Two years ago, Microsoft’s Kinect for Windows literally opened the PC’s eyes. And now Microsoft researchers are teaching it to see.
For too long, PCs sat mute, dumbly waiting for users to type on their keyboards or insert a disk. Then they became connected, reaching out to others when users commanded. At Microsoft’s Silicon Valley Techfair last week, company researchers showed how they’re taking the PC in a new direction, combining machine vision with a new independence so they may recognize and interpret what the PC sees and present that information in a useful context.

Unlike Google or other Silicon Valley companies, Microsoft has traditionally operated more like a public university than a private company, hosting similar research showcases once or twice a year. Yes, it holds some of its research close to its vest, especially that which later emerges as products, like its Cortana digital assistant. But many more are released to the public, both to show off the company’s technical expertise as well as to demonstrate potential directions for the company.

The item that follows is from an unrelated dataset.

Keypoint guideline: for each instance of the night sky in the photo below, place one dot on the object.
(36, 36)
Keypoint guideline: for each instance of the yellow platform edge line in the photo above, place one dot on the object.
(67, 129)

In all, Microsoft researchers showed off about 18 projects last week. We selected five, with four of those incorporating Kinect in some way. And no, we don’t think Microsoft hit a home run with each. After all, future successes are often built upon past failures.
Your webcam: the next Kinect
If you’ve been attentively reading our coverage of Microsoft’s Build, this presentation by Vivek Pradeep shouldn’t seem all that new: Microsoft Kinect for Windows executive Michael Mott exclusively revealed to PCWorld that Microsoft is actively working to use conventional webcams as depth cameras, like its Microsoft Kinect.
In the video, Pradeep and his colleague show off what they call MonoFusion. Conceptually, it’s pretty simple to explain: Using an unmodified webcam, the two researchers pan the camera over the scene. Behind the scenes, the Microsoft software interpreted what it sees from a depth perspective, creating 3D models of the objects in a Kinect-like fashion. The software then applies a color map, or texture, to the objects, essentially transforming the video of a collection of stuffed animals into models of the animals themselves.

What MonoFusion sees: the raw feed, a depth map (right) and textured 3D objects.
What Microsoft created, Pradeep noted, is a simple and powerful SDK to take the imagery and export the 3D models into a game or augmented reality application. It certainly has all sorts of possibilities.
Floating displays with gesture recognition
About a year ago, Microsoft researcher Jinha Lee unveiled a spectacular 3D desktop that used the combination of polarized glass and some intelligent software to create the illusion of a desktop with depth. Now Microsoft researcher Tim Large has developed a second, physical “floating display” to provide a somewhat similar illusion.
The idea, Large said, is to take a conventional 2D display and apply a series of plastic films above it, “tuned” to a particular range of light emitted by the LCD monitor. As demonstrated in the video below, the films project a second screen that “floats” in the air above the monitor. A second researcher, Yutaka Tokuda, also showed that it’s possible to superimpose the second screen content above the main display, using Kinect to help fine-tune the illusion.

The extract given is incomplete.